Pound, who USA Today describes as “one of the most influential members of the IOC for decades”, said that the committee is working to limit negative ramifications, especially for the host city of Tokyo, Japan.
“It will come in stages,” he said. “We will postpone this and begin to deal with all the ramifications of moving this, which are immense.”
Yesterday (March 22), Canada became the first country to publicly state that it would not send athletes to the 2020 Olympics if they begin as scheduled on July 24.
"This is not solely about athlete health—it is about public health," the Canadian Olympic Committee and the Canadian Paralympic Committee said in a statement. "With COVID-19 and the associated risks, it is not safe for our athletes, and the health and safety of their families and the broader Canadian community for athletes to continue training towards these Games.”

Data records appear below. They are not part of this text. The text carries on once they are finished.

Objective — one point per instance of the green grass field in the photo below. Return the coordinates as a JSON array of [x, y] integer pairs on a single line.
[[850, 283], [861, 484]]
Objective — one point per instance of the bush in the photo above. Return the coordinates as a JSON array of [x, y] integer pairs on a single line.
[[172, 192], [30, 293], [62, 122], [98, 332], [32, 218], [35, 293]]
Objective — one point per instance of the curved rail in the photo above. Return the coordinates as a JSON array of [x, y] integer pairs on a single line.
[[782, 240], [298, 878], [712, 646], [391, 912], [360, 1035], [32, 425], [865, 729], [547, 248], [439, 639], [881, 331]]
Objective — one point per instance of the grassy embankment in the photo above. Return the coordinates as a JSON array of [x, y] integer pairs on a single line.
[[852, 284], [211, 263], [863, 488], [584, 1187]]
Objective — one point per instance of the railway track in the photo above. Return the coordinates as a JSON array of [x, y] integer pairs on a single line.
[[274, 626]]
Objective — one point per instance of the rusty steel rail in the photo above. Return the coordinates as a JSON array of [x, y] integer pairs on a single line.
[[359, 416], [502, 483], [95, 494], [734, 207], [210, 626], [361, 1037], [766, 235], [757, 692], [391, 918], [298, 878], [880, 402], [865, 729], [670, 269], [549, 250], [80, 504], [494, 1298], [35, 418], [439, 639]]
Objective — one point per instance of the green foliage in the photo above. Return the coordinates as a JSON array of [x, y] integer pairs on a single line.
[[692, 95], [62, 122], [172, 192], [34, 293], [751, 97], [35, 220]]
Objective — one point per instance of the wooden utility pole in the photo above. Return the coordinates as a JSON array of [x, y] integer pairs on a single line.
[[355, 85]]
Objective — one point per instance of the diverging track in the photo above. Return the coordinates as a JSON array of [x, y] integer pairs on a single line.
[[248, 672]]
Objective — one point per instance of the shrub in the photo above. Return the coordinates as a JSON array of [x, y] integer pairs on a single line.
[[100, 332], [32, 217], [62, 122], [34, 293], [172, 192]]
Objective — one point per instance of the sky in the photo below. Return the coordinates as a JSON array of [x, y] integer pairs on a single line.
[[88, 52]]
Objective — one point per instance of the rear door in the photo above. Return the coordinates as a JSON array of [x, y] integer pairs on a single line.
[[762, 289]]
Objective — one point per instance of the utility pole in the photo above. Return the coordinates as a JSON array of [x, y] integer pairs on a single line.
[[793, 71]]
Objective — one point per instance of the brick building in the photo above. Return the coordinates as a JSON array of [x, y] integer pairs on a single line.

The two committees asked that the games be delayed by one year, to the summer of 2021.
The same day, IOC president Thomas Bach said the group was monitoring the coronavirus situation and had not yet made a decision on whether or not to postpone the games.
USA Today took Pound’s claim that the 2020 Olympics were going to be postponed to Bach, who neither confirmed nor denied the news.
"It is the right of every IOC member to interpret the decision of the IOC executive board which was announced yesterday,” Bach said.
There are only three dates in history when the modern Olympic Games was postponed or cancelled. Those years are 1916, 1940, and 1944 – all three on account of world wars.
The coronavirus has prompted unprecedented measures around the globe as governments attempt to contain the fallout.
As of March 23, there are 367,457 confirmed cases of COVID-19 around the world, according to a database maintained by Johns Hopkins University. More than 100,000 of those are reported as ending with a full recovery. Meanwhile, 16,113 deaths are attributed to the virus.